Simultaneous toxic Cd(II) and Pb(II) encapsulation from contaminated water using Mg/Al-LDH composite materials

Abstract

The Layered double hydroxides (LDHs) were used for the toxic diverse metal ions accumulation owing to their functional sites and complexation capabilities. Their intercalation with ligands like sodium hexametaphosphate (SHMP) can enhance the active sites for heavy metal adsorption. Here, the Mg/Al-LDHs were inscribed with SHMP using the co-precipitation method to detoxify wastewater by removing lead (Pb2+) and cadmium (Cd2+). Mg/Al LDH-SHMP composite adsorbent was investigated using several instrumentations such as XRD, FT-IR, and FE-SEM-EDX for identifying the functional and morphological properties which are accountable for lead and cadmium cations adsorption.
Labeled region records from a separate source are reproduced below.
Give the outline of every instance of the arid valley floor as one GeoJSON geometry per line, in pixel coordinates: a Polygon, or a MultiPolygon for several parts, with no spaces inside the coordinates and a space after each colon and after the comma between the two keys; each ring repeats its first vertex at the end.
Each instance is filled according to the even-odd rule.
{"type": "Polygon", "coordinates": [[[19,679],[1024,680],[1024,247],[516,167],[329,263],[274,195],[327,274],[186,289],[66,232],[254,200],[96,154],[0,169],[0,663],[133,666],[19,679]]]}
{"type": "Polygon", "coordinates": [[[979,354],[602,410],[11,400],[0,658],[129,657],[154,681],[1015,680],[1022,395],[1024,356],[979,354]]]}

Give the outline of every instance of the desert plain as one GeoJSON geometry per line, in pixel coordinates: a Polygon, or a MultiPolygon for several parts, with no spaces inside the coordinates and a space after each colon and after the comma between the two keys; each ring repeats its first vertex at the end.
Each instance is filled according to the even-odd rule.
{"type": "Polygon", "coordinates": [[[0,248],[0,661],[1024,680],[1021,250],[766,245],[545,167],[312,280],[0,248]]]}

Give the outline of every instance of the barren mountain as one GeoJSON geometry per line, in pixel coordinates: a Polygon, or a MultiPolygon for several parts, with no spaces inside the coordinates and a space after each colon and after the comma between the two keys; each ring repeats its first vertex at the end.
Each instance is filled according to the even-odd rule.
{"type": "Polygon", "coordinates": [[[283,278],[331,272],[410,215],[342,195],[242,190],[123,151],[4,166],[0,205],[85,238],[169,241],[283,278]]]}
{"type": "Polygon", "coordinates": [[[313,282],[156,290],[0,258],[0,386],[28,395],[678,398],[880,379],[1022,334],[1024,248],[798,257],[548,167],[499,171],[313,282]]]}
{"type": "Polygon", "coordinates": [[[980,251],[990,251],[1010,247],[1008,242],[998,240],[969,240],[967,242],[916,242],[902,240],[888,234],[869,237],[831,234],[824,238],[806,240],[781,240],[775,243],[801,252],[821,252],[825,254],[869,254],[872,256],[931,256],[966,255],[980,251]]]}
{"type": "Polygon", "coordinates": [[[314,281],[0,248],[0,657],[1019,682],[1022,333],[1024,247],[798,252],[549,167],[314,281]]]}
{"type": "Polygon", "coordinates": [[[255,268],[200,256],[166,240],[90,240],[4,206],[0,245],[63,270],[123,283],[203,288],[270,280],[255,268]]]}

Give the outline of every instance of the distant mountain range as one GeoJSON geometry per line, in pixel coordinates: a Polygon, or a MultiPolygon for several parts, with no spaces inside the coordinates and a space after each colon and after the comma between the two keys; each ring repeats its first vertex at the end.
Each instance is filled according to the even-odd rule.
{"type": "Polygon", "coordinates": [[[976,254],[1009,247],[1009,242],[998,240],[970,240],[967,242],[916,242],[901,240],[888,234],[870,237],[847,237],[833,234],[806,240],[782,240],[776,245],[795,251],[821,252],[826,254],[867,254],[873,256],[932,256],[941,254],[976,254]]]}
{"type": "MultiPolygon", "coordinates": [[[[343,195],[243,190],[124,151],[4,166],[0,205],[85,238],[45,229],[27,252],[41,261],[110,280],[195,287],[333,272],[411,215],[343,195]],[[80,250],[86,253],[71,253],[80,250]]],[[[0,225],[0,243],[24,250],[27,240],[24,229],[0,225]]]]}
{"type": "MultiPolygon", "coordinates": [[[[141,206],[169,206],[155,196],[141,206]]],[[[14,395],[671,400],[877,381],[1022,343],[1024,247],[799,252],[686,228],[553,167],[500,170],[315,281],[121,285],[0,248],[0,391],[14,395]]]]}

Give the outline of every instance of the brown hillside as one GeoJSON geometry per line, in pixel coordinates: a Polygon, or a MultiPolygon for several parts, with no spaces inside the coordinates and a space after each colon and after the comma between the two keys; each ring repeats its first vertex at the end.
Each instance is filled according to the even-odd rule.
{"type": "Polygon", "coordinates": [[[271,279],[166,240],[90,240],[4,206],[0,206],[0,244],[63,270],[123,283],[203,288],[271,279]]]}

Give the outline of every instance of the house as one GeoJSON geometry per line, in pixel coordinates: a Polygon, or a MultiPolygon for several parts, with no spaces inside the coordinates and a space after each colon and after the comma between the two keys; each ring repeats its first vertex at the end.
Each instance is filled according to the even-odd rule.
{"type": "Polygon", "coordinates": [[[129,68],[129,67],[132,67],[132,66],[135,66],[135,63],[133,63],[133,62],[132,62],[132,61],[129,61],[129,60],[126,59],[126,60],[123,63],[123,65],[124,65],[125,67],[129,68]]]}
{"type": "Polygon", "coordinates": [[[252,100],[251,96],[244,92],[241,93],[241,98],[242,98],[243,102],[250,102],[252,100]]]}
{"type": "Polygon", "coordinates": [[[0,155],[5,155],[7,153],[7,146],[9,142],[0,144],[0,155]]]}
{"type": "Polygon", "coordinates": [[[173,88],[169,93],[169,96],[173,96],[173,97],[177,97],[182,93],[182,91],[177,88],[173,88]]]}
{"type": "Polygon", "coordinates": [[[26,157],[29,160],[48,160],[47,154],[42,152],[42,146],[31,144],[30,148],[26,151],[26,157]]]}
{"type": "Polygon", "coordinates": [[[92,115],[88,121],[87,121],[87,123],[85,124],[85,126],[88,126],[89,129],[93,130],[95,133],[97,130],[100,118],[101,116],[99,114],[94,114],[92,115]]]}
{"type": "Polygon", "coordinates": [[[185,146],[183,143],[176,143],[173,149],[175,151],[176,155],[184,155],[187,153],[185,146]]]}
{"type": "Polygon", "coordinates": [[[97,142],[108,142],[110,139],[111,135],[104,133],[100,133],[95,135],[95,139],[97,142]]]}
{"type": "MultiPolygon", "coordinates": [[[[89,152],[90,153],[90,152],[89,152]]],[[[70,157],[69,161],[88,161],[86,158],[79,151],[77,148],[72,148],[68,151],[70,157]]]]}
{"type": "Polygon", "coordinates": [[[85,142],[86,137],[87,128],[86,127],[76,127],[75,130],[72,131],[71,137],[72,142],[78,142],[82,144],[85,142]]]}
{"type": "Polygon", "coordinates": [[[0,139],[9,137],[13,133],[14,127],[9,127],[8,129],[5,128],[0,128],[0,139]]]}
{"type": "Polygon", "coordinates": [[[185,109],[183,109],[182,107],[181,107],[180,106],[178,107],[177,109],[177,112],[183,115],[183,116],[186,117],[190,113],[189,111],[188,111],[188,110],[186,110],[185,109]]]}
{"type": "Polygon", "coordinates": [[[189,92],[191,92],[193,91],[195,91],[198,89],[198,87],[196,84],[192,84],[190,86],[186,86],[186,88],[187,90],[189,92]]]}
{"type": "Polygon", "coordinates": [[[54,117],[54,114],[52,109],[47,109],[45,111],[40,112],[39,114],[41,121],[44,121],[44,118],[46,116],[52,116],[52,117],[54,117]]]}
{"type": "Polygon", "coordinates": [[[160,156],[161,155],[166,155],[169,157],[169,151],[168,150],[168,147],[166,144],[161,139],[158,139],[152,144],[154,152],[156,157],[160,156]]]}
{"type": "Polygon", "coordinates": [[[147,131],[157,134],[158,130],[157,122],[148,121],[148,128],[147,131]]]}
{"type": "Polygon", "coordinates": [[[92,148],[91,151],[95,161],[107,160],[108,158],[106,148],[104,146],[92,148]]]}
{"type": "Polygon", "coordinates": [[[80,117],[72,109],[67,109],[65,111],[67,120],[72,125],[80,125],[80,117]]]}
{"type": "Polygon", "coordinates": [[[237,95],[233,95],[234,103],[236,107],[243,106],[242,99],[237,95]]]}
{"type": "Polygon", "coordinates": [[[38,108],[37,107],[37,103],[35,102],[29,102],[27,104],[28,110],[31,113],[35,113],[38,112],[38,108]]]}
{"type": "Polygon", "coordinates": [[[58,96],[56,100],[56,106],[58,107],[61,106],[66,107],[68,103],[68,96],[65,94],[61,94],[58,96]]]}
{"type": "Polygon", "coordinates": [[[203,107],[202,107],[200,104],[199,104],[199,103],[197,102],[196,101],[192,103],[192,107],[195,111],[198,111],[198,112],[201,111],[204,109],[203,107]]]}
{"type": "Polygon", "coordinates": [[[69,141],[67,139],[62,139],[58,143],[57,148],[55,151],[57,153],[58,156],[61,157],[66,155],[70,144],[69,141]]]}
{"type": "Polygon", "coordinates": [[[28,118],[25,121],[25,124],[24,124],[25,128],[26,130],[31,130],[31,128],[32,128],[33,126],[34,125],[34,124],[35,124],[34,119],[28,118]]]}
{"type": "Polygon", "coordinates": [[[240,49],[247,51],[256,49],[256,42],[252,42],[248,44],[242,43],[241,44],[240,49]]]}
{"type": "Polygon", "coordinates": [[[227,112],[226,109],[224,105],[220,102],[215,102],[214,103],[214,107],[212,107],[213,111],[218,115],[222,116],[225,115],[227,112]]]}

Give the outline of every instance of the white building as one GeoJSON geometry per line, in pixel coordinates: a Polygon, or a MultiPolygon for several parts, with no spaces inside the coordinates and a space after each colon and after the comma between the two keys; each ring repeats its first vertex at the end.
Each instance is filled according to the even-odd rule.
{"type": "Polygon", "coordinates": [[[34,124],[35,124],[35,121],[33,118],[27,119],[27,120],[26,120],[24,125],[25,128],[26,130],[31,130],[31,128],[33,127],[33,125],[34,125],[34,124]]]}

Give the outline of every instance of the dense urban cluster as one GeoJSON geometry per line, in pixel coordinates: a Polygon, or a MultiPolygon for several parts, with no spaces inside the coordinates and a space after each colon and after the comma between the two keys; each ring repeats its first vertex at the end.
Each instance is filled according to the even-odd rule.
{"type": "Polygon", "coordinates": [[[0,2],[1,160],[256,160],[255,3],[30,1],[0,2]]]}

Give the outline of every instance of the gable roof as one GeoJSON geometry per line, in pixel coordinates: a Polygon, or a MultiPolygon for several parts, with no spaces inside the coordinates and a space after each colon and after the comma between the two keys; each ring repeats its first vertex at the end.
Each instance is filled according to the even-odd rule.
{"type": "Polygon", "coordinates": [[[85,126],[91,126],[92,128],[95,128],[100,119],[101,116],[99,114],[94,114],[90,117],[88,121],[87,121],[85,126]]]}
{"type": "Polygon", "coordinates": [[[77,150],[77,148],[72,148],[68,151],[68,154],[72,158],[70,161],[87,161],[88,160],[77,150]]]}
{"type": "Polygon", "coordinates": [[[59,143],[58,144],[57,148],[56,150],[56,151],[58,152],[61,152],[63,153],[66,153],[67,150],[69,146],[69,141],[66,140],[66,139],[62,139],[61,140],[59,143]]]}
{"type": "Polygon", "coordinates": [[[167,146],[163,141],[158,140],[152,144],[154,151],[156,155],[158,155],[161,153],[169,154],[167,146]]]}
The adsorption was studied in a batch method to investigate the adsorption performance by optimizing pH, adsorbent dose, time of contact, concentration, and adsorption temperature. The adsorption isotherm, thermodynamics, kinetics of the adsorption progress, and mechanism were thoroughly investigated. The pseudo-second-order model gave the highest outcomes in terms of fitting the kinetic data, with the greatest correlation coefficient for both cations. The trend of isotherm was adjacent to the Langmuir model with the highest removal amount of 45.66 and 24.34 mgg−1 for Pb2+ and Cd2+, respectively. The thermodynamic investigation exhibited that the adsorption reaction was spontaneous endothermic, and random in character. The capacity for absorption improved as a result of the higher temperature. Moreover, Pb2+ and Cd2+ accumulation onto the Mg/Al LDH-SHMP surface was plausible with surface complexations, isomorphic substitution, precipitation, and heavy metal chelation. The Mg/Al LDH-SHMP composite could be an ideal material for Pb2+ and Cd2+ accumulation from the wastewater for its high adsorption capacity and fast adsorption kinetics.